How TPO Systems Work
- A commercial entity owns the solar panels and claims the tax credit.
- The savings are passed on to you via lower monthly rates or upfront discounts.
Prepaid Solar Leases: The 2026 Gold Standard
- Pay for the system’s lifetime energy upfront at a ~30% discount.
- Mimics the old tax credit without requiring you to have tax liability.
2. Thriving Under NEM 3.0 (Net Energy Metering)
California is now fully operating under NEM 3.0, which has drastically reduced compensation for sending energy back to the grid.
- Key Change: Exporting power to the grid now pays about 75% less.
- New Focus: Self-consumption of solar energy is now the primary way to maximize savings.
The Battery is Mandatory
Solar systems without a battery are no longer a sound investment.
Benefits of Adding a Battery (e.g., Tesla Powerwall 3):
- Store free midday solar energy
- Avoid purchasing electricity during Peak Hours (4 PM – 9 PM), when rates can exceed $0.60/kWh
- Shorter payback period compared to solar-only systems
3. California 2026 Incentives
Even though the federal credit has expired, California offers new state-level programs to help homeowners.
RSSE Program (Residential Solar and Storage Equity)

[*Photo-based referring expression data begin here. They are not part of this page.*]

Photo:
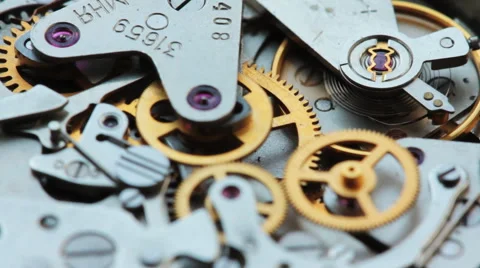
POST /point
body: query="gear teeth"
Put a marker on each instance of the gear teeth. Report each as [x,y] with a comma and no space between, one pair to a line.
[302,158]
[16,32]
[9,73]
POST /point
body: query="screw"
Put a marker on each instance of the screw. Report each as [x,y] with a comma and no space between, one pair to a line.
[204,98]
[449,175]
[49,222]
[231,192]
[428,96]
[89,250]
[447,42]
[187,5]
[110,121]
[131,198]
[62,35]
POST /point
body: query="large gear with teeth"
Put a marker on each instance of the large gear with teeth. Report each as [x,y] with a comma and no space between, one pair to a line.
[351,180]
[251,134]
[296,109]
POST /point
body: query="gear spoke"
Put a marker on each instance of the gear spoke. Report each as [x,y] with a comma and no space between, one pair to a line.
[283,120]
[309,175]
[350,179]
[219,175]
[375,156]
[164,129]
[274,213]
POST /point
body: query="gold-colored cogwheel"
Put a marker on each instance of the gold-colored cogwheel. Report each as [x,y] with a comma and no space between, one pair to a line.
[296,109]
[122,104]
[9,61]
[251,134]
[274,211]
[450,132]
[350,179]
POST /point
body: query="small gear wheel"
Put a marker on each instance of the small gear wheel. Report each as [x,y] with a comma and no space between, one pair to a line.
[9,61]
[193,192]
[351,180]
[249,136]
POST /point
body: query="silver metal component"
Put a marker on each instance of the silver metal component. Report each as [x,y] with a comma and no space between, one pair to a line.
[7,5]
[131,198]
[346,107]
[357,33]
[243,231]
[78,104]
[166,36]
[89,250]
[38,101]
[417,89]
[450,175]
[98,236]
[93,152]
[142,166]
[56,133]
[327,25]
[418,244]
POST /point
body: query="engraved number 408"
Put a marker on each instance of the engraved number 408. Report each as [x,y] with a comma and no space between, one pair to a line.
[221,21]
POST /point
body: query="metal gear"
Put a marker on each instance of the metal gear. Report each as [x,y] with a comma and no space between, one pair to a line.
[127,106]
[353,180]
[251,134]
[296,109]
[9,60]
[448,131]
[274,211]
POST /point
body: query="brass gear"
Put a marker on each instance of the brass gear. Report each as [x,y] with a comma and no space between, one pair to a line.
[129,107]
[275,211]
[252,134]
[297,111]
[350,179]
[449,132]
[9,61]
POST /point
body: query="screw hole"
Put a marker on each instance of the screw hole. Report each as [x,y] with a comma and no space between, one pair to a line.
[418,154]
[110,121]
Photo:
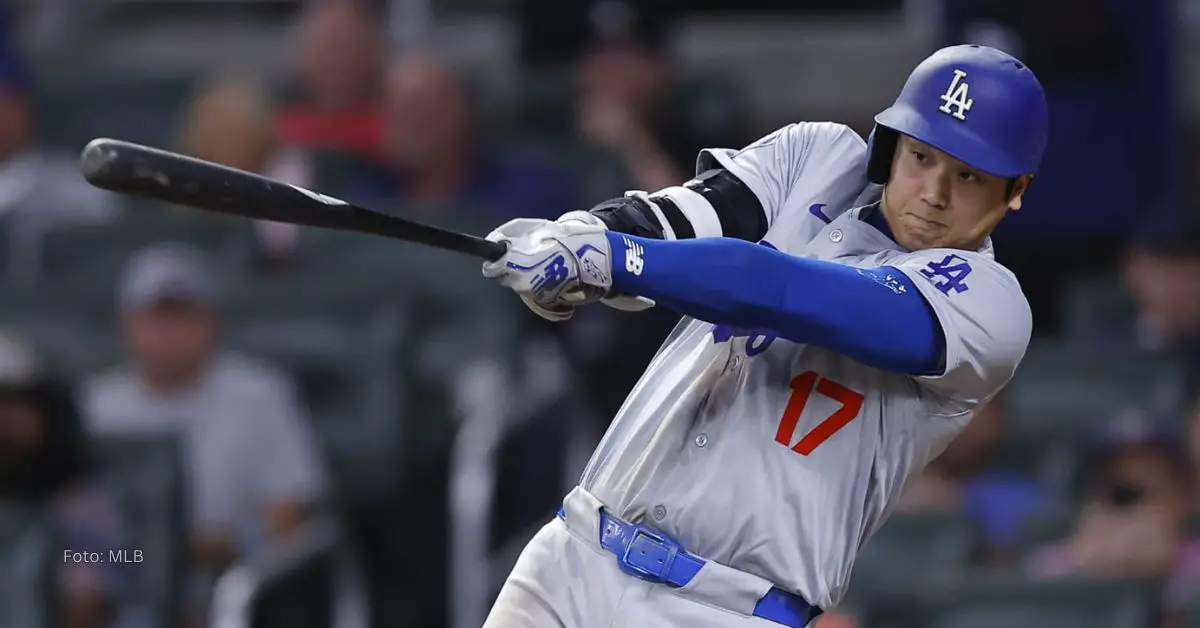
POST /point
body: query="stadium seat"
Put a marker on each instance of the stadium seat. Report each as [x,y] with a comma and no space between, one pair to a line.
[597,173]
[137,108]
[1099,311]
[29,560]
[101,250]
[1068,390]
[148,477]
[907,551]
[345,378]
[1007,600]
[69,345]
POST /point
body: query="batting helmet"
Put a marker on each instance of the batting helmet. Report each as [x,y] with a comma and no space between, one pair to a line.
[973,102]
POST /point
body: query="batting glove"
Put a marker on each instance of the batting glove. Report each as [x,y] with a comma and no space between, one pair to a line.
[553,265]
[617,301]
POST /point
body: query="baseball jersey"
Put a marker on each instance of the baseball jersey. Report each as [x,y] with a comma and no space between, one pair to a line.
[783,459]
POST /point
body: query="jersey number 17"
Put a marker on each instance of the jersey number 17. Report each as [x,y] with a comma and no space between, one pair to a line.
[803,386]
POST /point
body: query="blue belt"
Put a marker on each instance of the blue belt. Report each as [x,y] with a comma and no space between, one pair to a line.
[649,555]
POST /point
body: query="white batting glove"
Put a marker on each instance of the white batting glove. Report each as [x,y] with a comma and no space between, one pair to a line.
[617,301]
[553,265]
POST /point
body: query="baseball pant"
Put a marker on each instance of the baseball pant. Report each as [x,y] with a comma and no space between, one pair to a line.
[564,579]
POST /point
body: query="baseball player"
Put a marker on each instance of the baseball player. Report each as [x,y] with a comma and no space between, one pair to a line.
[843,320]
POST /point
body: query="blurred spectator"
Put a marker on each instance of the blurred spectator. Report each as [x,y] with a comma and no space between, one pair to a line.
[1138,496]
[231,123]
[335,102]
[45,462]
[437,157]
[966,479]
[39,190]
[630,97]
[252,467]
[1163,273]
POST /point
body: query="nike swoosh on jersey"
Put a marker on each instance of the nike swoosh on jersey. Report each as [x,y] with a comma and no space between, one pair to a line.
[815,209]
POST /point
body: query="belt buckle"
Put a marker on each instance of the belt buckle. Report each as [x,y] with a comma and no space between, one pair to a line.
[648,556]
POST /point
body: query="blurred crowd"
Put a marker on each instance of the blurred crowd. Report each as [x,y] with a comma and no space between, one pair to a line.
[1086,470]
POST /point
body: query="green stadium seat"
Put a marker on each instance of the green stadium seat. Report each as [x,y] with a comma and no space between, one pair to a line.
[1068,390]
[70,297]
[1099,310]
[100,251]
[1008,600]
[70,346]
[29,560]
[597,172]
[147,473]
[907,551]
[347,386]
[138,108]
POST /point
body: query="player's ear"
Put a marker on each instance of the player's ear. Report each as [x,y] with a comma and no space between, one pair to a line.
[1017,189]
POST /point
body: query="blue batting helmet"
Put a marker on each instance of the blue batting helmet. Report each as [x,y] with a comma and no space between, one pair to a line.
[973,102]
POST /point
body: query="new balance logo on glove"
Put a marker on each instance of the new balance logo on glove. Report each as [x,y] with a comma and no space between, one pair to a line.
[634,262]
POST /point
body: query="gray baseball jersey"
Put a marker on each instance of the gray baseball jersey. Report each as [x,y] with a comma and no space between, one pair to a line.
[783,459]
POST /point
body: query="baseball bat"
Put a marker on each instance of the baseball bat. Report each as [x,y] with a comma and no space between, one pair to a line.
[159,174]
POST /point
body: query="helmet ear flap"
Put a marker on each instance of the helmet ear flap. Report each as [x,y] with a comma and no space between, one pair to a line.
[881,148]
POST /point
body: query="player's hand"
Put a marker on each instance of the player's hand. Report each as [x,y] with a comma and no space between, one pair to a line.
[553,265]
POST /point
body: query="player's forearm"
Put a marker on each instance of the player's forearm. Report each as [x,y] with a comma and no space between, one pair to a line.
[874,316]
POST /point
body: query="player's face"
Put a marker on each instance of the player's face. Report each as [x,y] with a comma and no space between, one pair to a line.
[935,201]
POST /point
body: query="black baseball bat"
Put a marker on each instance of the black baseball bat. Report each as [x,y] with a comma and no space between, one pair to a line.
[159,174]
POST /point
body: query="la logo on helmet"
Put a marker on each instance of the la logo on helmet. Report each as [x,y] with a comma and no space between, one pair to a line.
[957,96]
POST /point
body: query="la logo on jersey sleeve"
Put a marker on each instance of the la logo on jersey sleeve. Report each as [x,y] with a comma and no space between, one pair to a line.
[948,275]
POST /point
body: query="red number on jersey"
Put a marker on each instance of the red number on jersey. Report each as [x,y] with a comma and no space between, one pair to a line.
[802,388]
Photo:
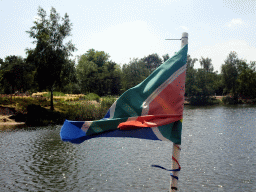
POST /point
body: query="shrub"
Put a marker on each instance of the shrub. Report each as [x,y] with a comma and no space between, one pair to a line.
[92,96]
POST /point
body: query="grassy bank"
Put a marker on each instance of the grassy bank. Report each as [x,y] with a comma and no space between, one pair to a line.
[35,109]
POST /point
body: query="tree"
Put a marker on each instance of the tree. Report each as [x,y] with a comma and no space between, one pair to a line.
[191,62]
[16,74]
[152,61]
[166,57]
[246,80]
[50,53]
[230,74]
[206,63]
[96,74]
[133,73]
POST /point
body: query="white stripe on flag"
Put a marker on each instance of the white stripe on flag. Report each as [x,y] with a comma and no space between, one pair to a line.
[145,107]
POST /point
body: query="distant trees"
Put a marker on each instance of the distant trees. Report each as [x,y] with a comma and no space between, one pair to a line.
[239,78]
[133,73]
[153,61]
[50,54]
[96,74]
[16,74]
[48,67]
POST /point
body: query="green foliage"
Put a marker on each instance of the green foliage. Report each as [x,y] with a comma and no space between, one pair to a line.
[50,56]
[96,74]
[152,61]
[206,63]
[15,75]
[92,97]
[200,83]
[55,93]
[106,102]
[230,74]
[134,73]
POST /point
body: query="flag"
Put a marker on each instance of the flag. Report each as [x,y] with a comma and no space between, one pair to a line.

- Offers significant rebates for low-to-moderate income households
- Can sometimes cover the entire battery cost
SGIP (Self-Generation Incentive Program)
- Provides Equity Resiliency rebates for homeowners:
- In high fire-threat districts
- Who have experienced multiple PSPS (Public Safety Power Shutoff) events
Title 24 Updates
- As of Jan 1, 2026, new building standards require greater energy storage readiness for home additions and major renovations
4. Why 2026 is the Year of Energy Independence
With utility rates continuing to climb, solar is now more than just an environmental choice—it’s a financial and practical defense.
Key Advantages:
- Fixed Costs: Solar payments remain constant while utility rates are projected to rise another 10% by 2027
- Backup Power: Protect your home during grid strain, heatwaves, and other emergencies
Bottom Line:
In 2026, the smartest solar strategies involve TPO systems, batteries, and self-consumption. Homeowners who adapt now can secure energy independence, save money, and stay ahead of rising utility costs.